Nobska Light, near Falmouth and Woods Hole, at the southwestern tip of Cape Cod, Massachusetts. overlooking Vineyard Sound  (Wikimedia Commons public domain photo)


We spent much of today exploring Cape Cod.  I think it’s only the second time that I’ve been there.  We stopped off, for example, at the Nobska Lighthouse, looking across at Martha’s Vineyard.  While there, we got into a lengthy and friendly conversation with a retired Catholic priest who is very familiar with the area.  He called our attention to a small trail near the lighthouse where a modest plaque and a bench overlook the sea, commemorating a young woman who had been married on that very spot in 1996 and who died aboard one of the hijacked jetliners of the September 11th terrorist attack.  She was only thirty-three years old.


Later, we had (by far) the freshest and best scallops I’ve ever eaten (at the Green Pond Fish Market in Falmouth), as well as a lengthy conversation with a retired building contractor at the adjacent outdoor table — I absolutely love meeting locals in places like this; he had a Massachusetts accent you could cut with a knife — and then drove out to take a look at the famous Kennedy compound at Hyannis Port.  It seems that Ethel Kennedy, Robert Kennedy’s widow, still lives in one of the houses there.  A bit of rich history; I didn’t even know that she was still alive.  Hyannis Port has been a presence in my mind since I was a child.  It was John F. Kennedy’s base for his presidential campaign and his “summer White House.”  As is surely the case with many Americans, the Kennedy family has been part of my personal history; President Kennedy’s assassination and the days of mourning and the funeral remain sharp early memories.  I even remember the Kennedy vs. Nixon debates and Senator Kennedy’s election.  And, of course, I was years older (and still living in the Los Angeles area) when Robert Kennedy was assassinated at the Ambassador Hotel.
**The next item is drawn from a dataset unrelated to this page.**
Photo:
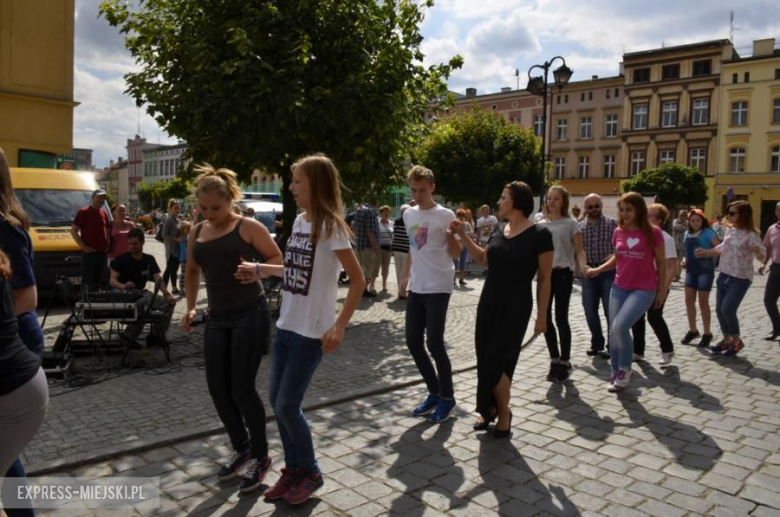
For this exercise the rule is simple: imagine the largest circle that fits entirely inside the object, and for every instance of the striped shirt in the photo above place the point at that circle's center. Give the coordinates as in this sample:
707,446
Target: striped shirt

Yesterday, by the way, we finished listening to Trevor Noah’s remarkable memoir Born a Crime: Stories from a South African Childhood.  His upbringing and childhood experience, I conclude, was quite different from mine.  Some will be put off by occasional crudeness and raw language, but I commend the book to your attention.  And, frankly, this is a case where the recording — done by Trevor Noah himself — may be even better than the printed book.  His reading is lively and excellent and often very funny, his South African accent is wonderful, and the way he does various indigenous African languages was absolutely fascinating to me.